En outre, pour le troisième anniversaire de Minsk 2 en Allemagne (l'un des trois pays garants des accords), après de longs et durs mois de négociations, a été présenté le projet d'accord de coalition entre la CDU/CSU et le SPD soumis à l'approbation aux structures de parti. S'il était validé, Angela Merkel resterait chancelière, tandis que les sociaux-démocrates obtiendraient la majorité au gouvernement et renforceraient leur contrôle sur la politique étrangère.
Les plans de coopération avec la Russie nourris par l'Allemagne sont bien plus vastes — allant jusqu'aux efforts conjoints pour créer un espace commun de Lisbonne à Vladivostok, au sein duquel Moscou et Berlin, guidés par les principes de l'OSCE, garantiraient aux États européens la sécurité et la souveraineté. Bref, Berlin veut diriger l'UE avec Moscou et il est prêt, pour cela, à faire entrer l'UE au sein de la grande Eurasie.
Il est évident que personne ne sacrifiera des plans aussi ambitieux pour l'Ukraine, mais désormais les Accords de Minsk figurent dans l'accord de coalition en Allemagne et sont donc un facteur de la politique nationale allemande. Autrement dit, même inaccomplis ils élargissent leur sphère d'action. D'abord, d'un simple facteur de politique ukrainienne ils se sont transformés en facteur de politique régionale, et à présent ils deviennent progressivement un facteur de politique globale influençant l'avenir non seulement de l'Allemagne, mais également de toute l'UE.
C'est un mauvais signal pour l'Ukraine. La politique de l'Allemagne et de l'UE ne peut pas dépendre de Kiev, tandis que Kiev dépend entièrement de Berlin et de Bruxelles. Au final les Accord de Minsk, en tant que facteur de politique européenne et mondiale, échappent complètement au contrôle des autorités ukrainiennes. Désormais leur action, inaction ou opposition sera jugée par d'autres politiciens dans l'intérêt d'autres pays.

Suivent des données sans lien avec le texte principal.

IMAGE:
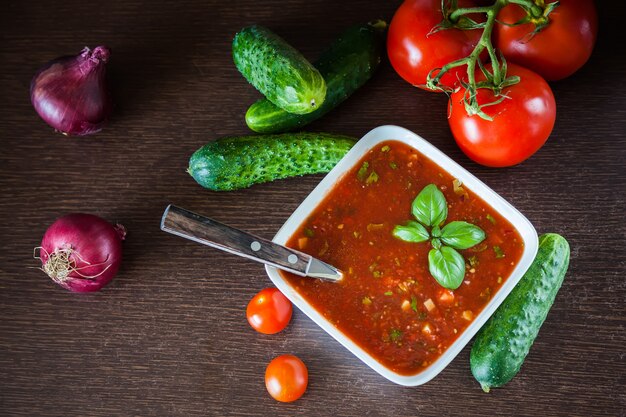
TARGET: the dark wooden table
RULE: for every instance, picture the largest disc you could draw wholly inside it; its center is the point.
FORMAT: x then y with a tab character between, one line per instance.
169	336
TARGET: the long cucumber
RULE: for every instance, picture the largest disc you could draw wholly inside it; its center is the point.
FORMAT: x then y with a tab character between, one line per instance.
503	343
231	163
346	65
278	70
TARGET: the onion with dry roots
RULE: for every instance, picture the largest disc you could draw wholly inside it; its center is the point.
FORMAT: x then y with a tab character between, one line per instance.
81	252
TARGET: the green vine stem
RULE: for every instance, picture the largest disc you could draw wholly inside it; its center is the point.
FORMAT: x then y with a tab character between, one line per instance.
537	12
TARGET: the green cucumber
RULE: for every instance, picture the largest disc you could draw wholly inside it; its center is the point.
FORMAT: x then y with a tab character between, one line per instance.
231	163
346	65
278	70
503	343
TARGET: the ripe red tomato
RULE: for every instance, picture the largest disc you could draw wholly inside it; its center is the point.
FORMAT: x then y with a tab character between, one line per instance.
521	123
414	51
286	378
558	50
269	311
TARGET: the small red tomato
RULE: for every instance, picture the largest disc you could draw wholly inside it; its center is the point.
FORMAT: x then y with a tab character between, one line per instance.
414	49
521	123
558	50
269	311
286	378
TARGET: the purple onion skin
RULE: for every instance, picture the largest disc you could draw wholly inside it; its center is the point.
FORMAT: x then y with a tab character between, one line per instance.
71	94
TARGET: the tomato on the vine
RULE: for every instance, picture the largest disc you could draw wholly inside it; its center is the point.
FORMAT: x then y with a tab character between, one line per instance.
559	49
286	378
414	49
269	311
521	123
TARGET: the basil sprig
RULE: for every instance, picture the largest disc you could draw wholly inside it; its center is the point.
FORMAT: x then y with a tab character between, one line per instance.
445	264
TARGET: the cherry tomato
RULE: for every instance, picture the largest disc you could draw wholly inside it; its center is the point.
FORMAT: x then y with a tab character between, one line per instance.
558	50
414	51
521	123
286	378
269	311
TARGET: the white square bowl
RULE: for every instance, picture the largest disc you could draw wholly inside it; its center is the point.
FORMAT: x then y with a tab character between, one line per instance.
370	140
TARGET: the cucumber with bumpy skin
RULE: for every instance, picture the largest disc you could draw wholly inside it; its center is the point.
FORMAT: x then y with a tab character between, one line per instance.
231	163
346	65
503	343
278	70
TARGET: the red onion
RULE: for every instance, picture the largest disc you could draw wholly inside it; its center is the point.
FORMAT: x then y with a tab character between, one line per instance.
82	252
71	94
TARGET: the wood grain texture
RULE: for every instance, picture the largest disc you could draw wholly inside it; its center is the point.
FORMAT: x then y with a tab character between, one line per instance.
169	337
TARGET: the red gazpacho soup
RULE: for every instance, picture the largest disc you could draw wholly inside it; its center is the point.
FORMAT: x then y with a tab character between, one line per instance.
388	302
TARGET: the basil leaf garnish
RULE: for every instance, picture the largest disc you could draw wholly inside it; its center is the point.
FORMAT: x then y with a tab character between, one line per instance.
447	266
430	207
461	235
411	232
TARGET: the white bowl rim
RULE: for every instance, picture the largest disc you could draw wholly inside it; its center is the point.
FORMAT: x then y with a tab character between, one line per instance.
499	204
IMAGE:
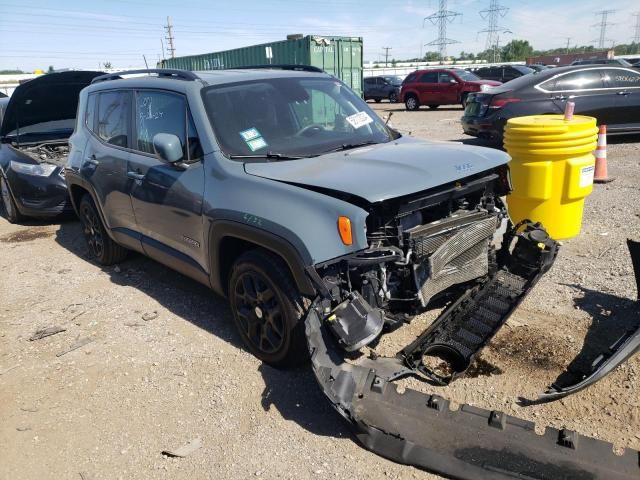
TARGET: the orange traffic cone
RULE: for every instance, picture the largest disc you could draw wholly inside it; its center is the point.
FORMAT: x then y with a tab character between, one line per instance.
601	175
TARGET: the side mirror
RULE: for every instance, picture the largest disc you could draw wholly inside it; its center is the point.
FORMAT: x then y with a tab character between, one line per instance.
168	147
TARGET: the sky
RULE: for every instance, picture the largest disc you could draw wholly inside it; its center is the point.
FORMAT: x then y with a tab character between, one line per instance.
87	33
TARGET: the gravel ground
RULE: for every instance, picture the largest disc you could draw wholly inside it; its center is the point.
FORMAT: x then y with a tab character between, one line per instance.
164	365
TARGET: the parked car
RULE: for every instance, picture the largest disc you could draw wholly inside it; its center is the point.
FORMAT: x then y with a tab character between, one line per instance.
603	61
437	87
503	73
609	93
380	88
273	185
38	119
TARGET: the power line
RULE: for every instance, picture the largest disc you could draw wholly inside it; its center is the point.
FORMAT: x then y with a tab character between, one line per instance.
386	55
441	18
603	26
169	37
492	15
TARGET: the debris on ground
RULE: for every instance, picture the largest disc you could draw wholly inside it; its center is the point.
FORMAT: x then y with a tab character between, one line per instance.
184	450
79	343
46	332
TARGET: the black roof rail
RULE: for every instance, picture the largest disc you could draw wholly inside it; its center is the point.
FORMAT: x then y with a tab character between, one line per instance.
161	72
297	68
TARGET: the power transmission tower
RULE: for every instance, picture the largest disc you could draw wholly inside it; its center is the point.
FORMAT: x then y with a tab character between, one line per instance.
386	55
441	18
603	27
170	48
492	15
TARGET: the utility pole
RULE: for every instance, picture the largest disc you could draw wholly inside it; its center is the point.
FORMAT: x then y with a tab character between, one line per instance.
169	38
636	35
386	55
603	26
441	18
492	15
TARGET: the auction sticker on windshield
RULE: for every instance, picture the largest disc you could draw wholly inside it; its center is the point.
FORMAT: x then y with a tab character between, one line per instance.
250	134
359	119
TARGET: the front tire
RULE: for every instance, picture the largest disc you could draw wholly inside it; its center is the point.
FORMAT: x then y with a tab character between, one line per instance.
411	103
9	207
268	310
101	246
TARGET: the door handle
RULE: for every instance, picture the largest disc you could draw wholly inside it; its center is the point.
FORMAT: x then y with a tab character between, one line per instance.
92	160
136	176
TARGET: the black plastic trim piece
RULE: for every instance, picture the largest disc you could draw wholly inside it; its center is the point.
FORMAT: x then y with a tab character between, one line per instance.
160	72
471	443
278	245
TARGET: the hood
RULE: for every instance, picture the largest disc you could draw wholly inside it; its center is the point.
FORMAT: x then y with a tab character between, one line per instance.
492	83
384	171
49	98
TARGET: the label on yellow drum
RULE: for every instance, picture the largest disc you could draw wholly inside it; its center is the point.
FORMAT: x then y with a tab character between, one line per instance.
586	176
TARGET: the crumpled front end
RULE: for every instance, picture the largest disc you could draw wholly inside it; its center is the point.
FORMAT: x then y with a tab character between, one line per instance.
455	246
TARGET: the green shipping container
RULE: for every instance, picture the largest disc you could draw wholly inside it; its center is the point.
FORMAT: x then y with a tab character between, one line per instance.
338	56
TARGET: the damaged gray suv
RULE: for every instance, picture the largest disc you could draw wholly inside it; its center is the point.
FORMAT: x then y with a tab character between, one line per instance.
280	189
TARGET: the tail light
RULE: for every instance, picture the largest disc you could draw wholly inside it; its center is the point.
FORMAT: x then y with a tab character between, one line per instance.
498	102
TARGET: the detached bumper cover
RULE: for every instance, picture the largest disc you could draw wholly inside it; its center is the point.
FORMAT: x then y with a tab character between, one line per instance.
471	443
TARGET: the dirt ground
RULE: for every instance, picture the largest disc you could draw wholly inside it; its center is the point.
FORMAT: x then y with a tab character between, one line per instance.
164	365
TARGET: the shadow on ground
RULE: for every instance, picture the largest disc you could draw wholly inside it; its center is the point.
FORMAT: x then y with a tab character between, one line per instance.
294	393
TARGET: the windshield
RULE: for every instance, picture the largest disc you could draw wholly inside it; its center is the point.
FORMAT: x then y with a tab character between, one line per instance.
290	117
467	75
394	80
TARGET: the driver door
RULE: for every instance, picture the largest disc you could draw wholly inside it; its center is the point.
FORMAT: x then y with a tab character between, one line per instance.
167	198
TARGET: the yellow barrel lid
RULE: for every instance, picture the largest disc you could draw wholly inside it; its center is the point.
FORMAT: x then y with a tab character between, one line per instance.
551	124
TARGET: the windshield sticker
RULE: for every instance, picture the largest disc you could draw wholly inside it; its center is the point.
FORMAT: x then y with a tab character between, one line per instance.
250	134
360	119
256	144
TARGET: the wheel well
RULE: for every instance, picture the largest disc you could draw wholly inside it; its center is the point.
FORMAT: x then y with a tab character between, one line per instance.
76	192
230	250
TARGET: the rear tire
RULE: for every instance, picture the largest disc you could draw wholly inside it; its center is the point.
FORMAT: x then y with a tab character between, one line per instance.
101	246
9	207
268	310
411	103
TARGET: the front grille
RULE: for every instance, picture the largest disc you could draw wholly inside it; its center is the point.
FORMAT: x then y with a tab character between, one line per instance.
457	253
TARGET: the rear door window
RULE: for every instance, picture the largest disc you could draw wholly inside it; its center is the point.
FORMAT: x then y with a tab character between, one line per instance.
159	112
583	80
444	77
429	77
113	117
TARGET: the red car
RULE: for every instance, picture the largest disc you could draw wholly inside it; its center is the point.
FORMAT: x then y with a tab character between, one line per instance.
442	86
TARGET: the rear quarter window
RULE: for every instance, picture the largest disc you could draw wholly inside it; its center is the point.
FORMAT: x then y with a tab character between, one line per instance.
622	78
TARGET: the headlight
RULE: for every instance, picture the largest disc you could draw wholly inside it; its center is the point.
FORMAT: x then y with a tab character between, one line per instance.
38	170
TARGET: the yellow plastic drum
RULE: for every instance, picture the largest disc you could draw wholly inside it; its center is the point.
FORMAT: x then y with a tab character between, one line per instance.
552	170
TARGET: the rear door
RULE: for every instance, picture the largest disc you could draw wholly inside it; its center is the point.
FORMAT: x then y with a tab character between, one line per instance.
586	88
626	84
448	88
167	199
106	156
427	86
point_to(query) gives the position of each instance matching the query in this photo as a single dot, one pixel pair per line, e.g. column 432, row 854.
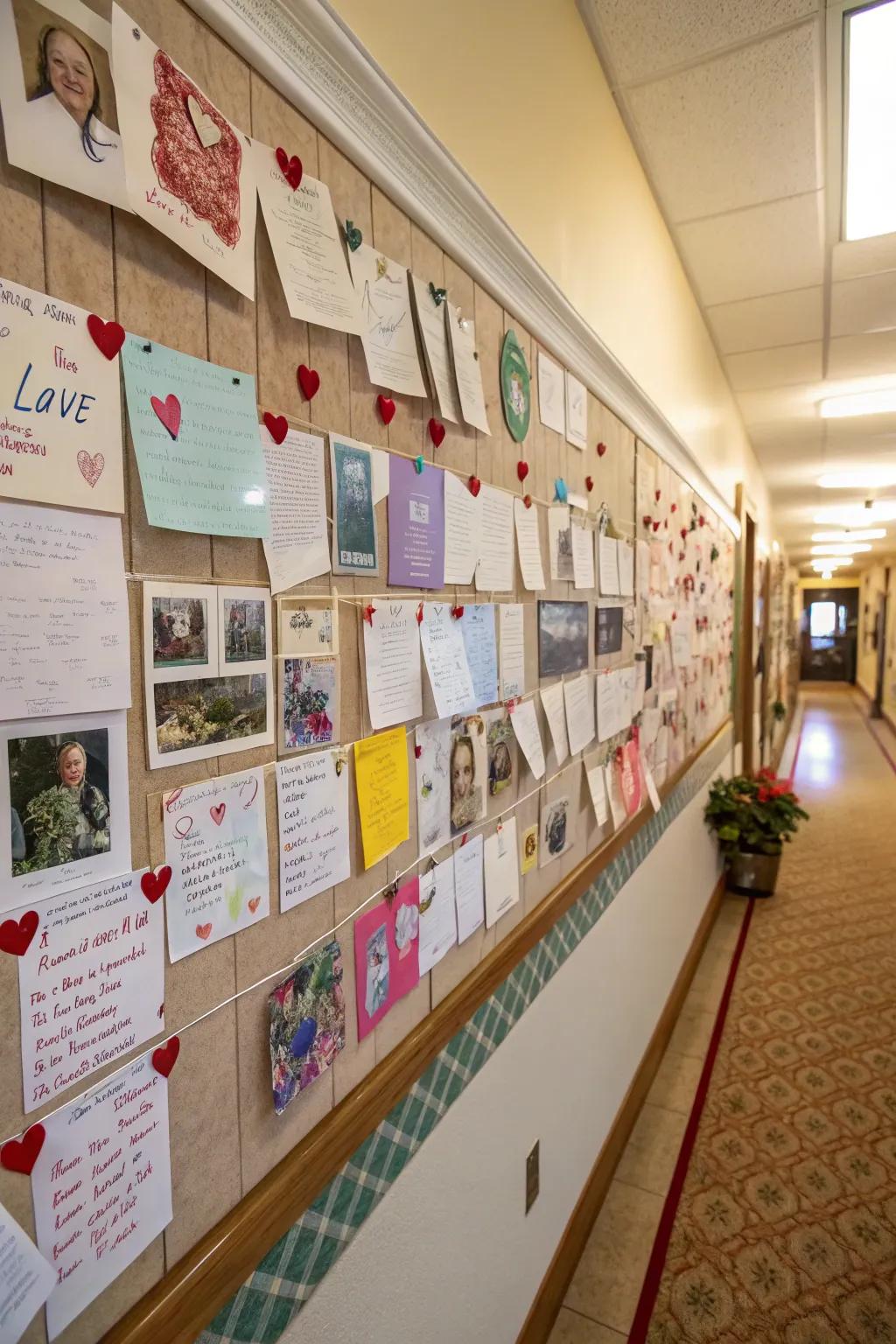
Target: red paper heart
column 290, row 168
column 107, row 336
column 19, row 1155
column 168, row 413
column 17, row 934
column 165, row 1057
column 309, row 381
column 387, row 408
column 153, row 885
column 277, row 426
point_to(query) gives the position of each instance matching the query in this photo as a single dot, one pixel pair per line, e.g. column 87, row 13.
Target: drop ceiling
column 727, row 105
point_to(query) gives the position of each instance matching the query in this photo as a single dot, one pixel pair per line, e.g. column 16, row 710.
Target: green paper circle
column 516, row 396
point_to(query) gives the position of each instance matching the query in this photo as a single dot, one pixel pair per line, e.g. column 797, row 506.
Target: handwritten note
column 298, row 547
column 444, row 656
column 512, row 649
column 477, row 626
column 60, row 406
column 312, row 805
column 92, row 984
column 528, row 542
column 216, row 845
column 63, row 613
column 101, row 1186
column 382, row 784
column 393, row 664
column 195, row 431
column 306, row 246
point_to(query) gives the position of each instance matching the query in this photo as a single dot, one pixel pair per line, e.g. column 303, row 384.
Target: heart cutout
column 153, row 885
column 387, row 408
column 107, row 336
column 168, row 413
column 309, row 381
column 277, row 426
column 290, row 168
column 17, row 934
column 206, row 127
column 165, row 1057
column 90, row 466
column 20, row 1155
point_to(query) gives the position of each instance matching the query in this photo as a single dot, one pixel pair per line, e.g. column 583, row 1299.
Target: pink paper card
column 387, row 955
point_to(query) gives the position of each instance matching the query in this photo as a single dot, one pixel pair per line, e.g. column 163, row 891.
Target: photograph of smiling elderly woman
column 60, row 112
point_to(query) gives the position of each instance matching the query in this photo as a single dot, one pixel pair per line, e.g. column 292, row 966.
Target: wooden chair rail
column 187, row 1298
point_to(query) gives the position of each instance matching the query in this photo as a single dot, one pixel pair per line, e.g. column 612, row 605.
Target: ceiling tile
column 755, row 252
column 657, row 34
column 737, row 130
column 773, row 320
column 863, row 305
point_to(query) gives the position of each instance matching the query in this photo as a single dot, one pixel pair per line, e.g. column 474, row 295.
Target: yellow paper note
column 381, row 777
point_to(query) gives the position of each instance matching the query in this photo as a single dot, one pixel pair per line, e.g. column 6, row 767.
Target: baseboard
column 552, row 1291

Ce faisant, les Accords de Minsk reçoivent une seconde chance. Devenus l'élément d'un grand jeu global, ils perdent complètement leur lien avec l'Ukraine et son sort. Même s'il n'y avait plus d'Ukraine, les Accords de Minsk pourraient rester en vigueur avec un nouveau contenu. Car la disparition de l'État ukrainien n'annulera pas la nécessité de régler par la voie pacifique le conflit qui a entraîné cette disparition.
Puisque les Accords de Minsk sont un instrument souple et pratique pour régler ce problème, quel que soit le format et le nombre de participants, l'option de leur rénovation, restauration et réactivation est tout à fait probable. Quoi qu'il en soit, leur intégration à l'accord de coalition allemand pour le troisième anniversaire de l'«impasse» crée de bonnes prémisses.